Unmesh Patil:
Folks, I’m getting an error while initializing the controlplane node in the “Test cluster installation using kubeadm” lab. When I run kubeadm init with the given parameters, it throws up this error:-
> [etcd] Creating static Pod manifest for local etcd in “/etc/kubernetes/manifests”
> [wait-control-plane] Waiting for the kubelet to boot up the control plane as static Pods from directory “/etc/kubernetes/manifests”. This can take up to 4m0s
> [kubelet-check] Initial timeout of 40s passed.
> [kubelet-check] It seems like the kubelet isn’t running or healthy.

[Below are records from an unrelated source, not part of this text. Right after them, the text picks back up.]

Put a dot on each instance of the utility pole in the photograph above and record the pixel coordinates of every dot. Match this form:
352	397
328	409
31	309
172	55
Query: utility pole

> [kubelet-check] The HTTP call equal to ‘curl -sSL http://localhost:10248/healthz’ failed with error: Get “http://localhost:10248/healthz”: dial tcp 127.0.0.1:10248: connect: connection refused.

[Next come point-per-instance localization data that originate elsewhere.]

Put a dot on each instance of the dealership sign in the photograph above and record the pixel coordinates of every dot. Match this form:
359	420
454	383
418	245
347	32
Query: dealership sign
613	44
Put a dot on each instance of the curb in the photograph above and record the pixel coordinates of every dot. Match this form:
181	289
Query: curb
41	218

> [kubelet-check] It seems like the kubelet isn’t running or healthy.
> [kubelet-check] The HTTP call equal to ‘curl -sSL http://localhost:10248/healthz’ failed with error: Get “http://localhost:10248/healthz”: dial tcp 127.0.0.1:10248: connect: connection refused.
> [kubelet-check] It seems like the kubelet isn’t running or healthy.

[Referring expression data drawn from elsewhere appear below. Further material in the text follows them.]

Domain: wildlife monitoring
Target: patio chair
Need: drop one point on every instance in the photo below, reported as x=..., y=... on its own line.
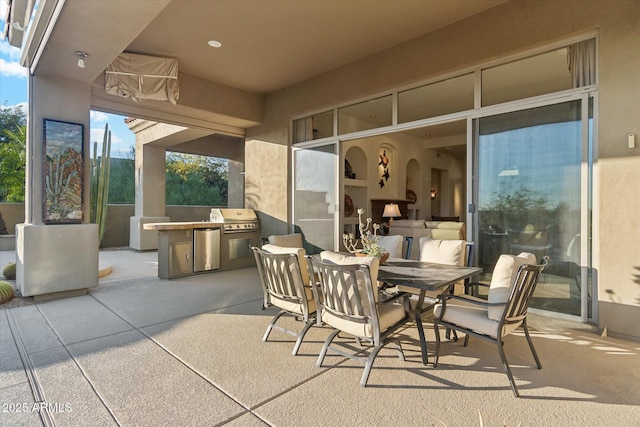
x=398, y=246
x=293, y=240
x=497, y=317
x=286, y=284
x=450, y=252
x=350, y=305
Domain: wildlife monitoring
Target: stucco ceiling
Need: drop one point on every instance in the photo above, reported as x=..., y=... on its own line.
x=266, y=45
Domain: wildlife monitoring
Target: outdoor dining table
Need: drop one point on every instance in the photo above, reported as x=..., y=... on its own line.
x=423, y=276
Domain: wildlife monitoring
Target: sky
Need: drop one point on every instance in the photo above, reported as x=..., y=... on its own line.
x=13, y=92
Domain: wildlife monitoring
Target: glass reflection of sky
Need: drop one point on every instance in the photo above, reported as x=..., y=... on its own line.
x=543, y=158
x=315, y=171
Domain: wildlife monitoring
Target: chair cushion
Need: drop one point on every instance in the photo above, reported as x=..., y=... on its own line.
x=503, y=278
x=392, y=244
x=472, y=316
x=300, y=252
x=304, y=271
x=371, y=262
x=388, y=315
x=288, y=240
x=409, y=223
x=450, y=252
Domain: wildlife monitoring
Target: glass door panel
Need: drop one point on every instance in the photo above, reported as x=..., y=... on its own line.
x=530, y=196
x=314, y=196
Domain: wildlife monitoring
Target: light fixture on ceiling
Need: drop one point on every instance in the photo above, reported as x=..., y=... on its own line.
x=391, y=211
x=82, y=56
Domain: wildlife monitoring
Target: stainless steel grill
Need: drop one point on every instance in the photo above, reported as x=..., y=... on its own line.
x=240, y=231
x=235, y=220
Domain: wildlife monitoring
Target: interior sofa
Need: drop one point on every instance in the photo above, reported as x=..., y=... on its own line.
x=417, y=228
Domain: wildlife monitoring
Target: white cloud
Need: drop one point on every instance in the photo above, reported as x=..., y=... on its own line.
x=24, y=106
x=3, y=9
x=12, y=69
x=98, y=117
x=9, y=51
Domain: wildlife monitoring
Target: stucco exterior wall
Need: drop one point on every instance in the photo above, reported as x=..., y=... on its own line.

> [kubelet-check] The HTTP call equal to ‘curl -sSL http://localhost:10248/healthz’ failed with error: Get “http://localhost:10248/healthz”: dial tcp 127.0.0.1:10248: connect: connection refused.
> [kubelet-check] It seems like the kubelet isn’t running or healthy.
> [kubelet-check] The HTTP call equal to ‘curl -sSL http://localhost:10248/healthz’ failed with error: Get “http://localhost:10248/healthz”: dial tcp 127.0.0.1:10248: connect: connection refused.
> [kubelet-check] It seems like the kubelet isn’t running or healthy.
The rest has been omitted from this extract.